Tools#

Any transformation of the data matrix that is not preprocessing. In contrast to a preprocessing function, a tool usually adds an easily interpretable annotation to the data matrix, which can then be visualized with a corresponding plotting function.

Embeddings#

tools.tsne

Calculates t-SNE [vdMH08], [ADT+13], and [PVG+11].

tools.umap

Embed the neighborhood graph using UMAP [MHM18].

tools.draw_graph

Force-directed graph drawing [IKM+11], [JVHB14], and [Chi18].

tools.diffmap

Diffusion Maps [CLL+05], [HBT15], [WHP+19].

tools.embedding_density

Calculate the density of observation in an embedding (per condition).

Clustering and trajectory inference#

tools.leiden

Cluster observations into subgroups [TWvE19].

tools.dendrogram

Computes a hierarchical clustering for the given groupby categories.

tools.dpt

Infer progression of observations through geodesic distance along the graph [HBW+16], [WHP+19].

tools.paga

Mapping out the coarse-grained connectivity structures of complex manifolds [WHP+19].

Feature Ranking#

tools.rank_features_groups

Rank features for characterizing groups.

tools.filter_rank_features_groups

Filters out features based on fold change and fraction of features containing the feature within and outside the groupby categories.
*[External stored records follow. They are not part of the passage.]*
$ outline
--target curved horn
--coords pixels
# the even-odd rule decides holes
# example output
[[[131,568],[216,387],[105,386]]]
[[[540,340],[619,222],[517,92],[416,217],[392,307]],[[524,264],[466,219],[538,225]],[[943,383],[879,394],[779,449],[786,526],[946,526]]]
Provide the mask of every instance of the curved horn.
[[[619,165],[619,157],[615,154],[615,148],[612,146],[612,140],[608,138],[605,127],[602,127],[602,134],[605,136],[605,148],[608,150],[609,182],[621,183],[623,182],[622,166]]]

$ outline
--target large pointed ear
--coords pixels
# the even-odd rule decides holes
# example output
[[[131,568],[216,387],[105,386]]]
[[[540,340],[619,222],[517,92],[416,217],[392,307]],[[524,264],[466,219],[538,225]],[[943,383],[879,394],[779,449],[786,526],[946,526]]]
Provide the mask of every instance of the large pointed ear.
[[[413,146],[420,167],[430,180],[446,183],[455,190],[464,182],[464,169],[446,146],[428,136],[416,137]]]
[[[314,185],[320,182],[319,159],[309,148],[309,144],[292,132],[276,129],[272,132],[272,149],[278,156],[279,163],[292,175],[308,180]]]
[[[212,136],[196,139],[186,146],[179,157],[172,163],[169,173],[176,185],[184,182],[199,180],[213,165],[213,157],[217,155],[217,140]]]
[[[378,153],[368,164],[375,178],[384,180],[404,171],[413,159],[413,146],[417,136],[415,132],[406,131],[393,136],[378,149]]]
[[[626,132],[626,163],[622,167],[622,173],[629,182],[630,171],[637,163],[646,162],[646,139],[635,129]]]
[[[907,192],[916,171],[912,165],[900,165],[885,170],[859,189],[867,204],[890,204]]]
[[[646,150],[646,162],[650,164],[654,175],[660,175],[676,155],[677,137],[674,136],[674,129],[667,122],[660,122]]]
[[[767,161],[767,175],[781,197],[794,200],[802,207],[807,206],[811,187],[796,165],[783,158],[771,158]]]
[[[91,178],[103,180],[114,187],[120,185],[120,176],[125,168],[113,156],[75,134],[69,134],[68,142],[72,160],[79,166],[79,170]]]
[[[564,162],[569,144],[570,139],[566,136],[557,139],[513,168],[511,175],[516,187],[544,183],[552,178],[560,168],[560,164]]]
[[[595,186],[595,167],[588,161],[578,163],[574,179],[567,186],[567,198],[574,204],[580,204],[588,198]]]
tools.rank_features_supervised

Calculate feature importances for predicting a specified feature in adata.var.

Dataset integration#

tools.ingest

Map labels and embeddings from reference data to new data.

Survival Analysis#

tools.ols

Create an Ordinary Least Squares (OLS) Model from a formula and the data object.

tools.glm

Create a Generalized Linear Model (GLM) from a formula, a distribution, and the data object.

tools.kaplan_meier

Fit the Kaplan-Meier estimate for the survival function.

tools.test_kmf_logrank

Calculates the p-value for the logrank test comparing the survival functions of two groups.

tools.test_nested_f_statistic

Calculate the P value indicating if a larger GLM, encompassing a smaller GLM's parameters, adds explanatory power.

tools.cox_ph

Fit the Cox’s proportional hazard for the survival function.

tools.cox_ph_adjusted_curves

Compute CoxPH adjusted survival curves stratified by a grouping variable.

tools.weibull_aft

Fit the Weibull accelerated failure time regression for the survival function.

tools.log_logistic_aft

Fit the log logistic accelerated failure time regression for the survival function.

tools.nelson_aalen

Employ the Nelson-Aalen estimator to estimate the cumulative hazard function from censored survival data.

tools.weibull

Employ the Weibull model in univariate survival analysis to understand event occurrence dynamics.

Causal Inference#

ehrapy ships a small, dependency-light set of causal inference estimators built directly on top of scikit-learn. ATE estimators handle binary treatments via inverse probability of treatment weighting (IPTW), parametric g-computation, the doubly-robust augmented IPW (AIPW), and propensity score matching. Heterogeneous treatment effects (CATE) are available via the T-, S-, and X-learner meta-learners. Two diagnostics — covariate balance and positivity — round out the toolkit.

tools.iptw

Estimate the average treatment effect by inverse probability of treatment weighting (IPTW).

tools.g_computation

Estimate the ATE by parametric g-computation (a.k.a.

tools.aipw

Estimate the ATE by the augmented inverse-probability-weighted (AIPW) doubly robust estimator.

tools.propensity_score_matching

Estimate the treatment effect by 1-to-\(k\) propensity score matching on the logit scale.

tools.t_learner

Two-model (T-learner) CATE estimator.

tools.s_learner

Single-model (S-learner) CATE estimator.

tools.x_learner

X-learner CATE estimator of Künzel et al. (2019).

tools.covariate_balance

Report standardised mean differences (SMD) for each covariate, before and after weighting.

tools.positivity_check

Diagnose the positivity assumption by inspecting the propensity score distribution.

tools.CausalEstimate

Result of a causal effect estimation.

Normalized Complexity Profile#

tools.ncp

Non-negative CP (PARAFAC) decomposition of a 3D temporal EHR layer.

Cohort Tracking & summaries#

tools.CohortTracker

Track cohort changes over multiple filtering or processing steps.

tools.stratified_table_one

Build a stratified "Table 1" comparing baseline characteristics across groups.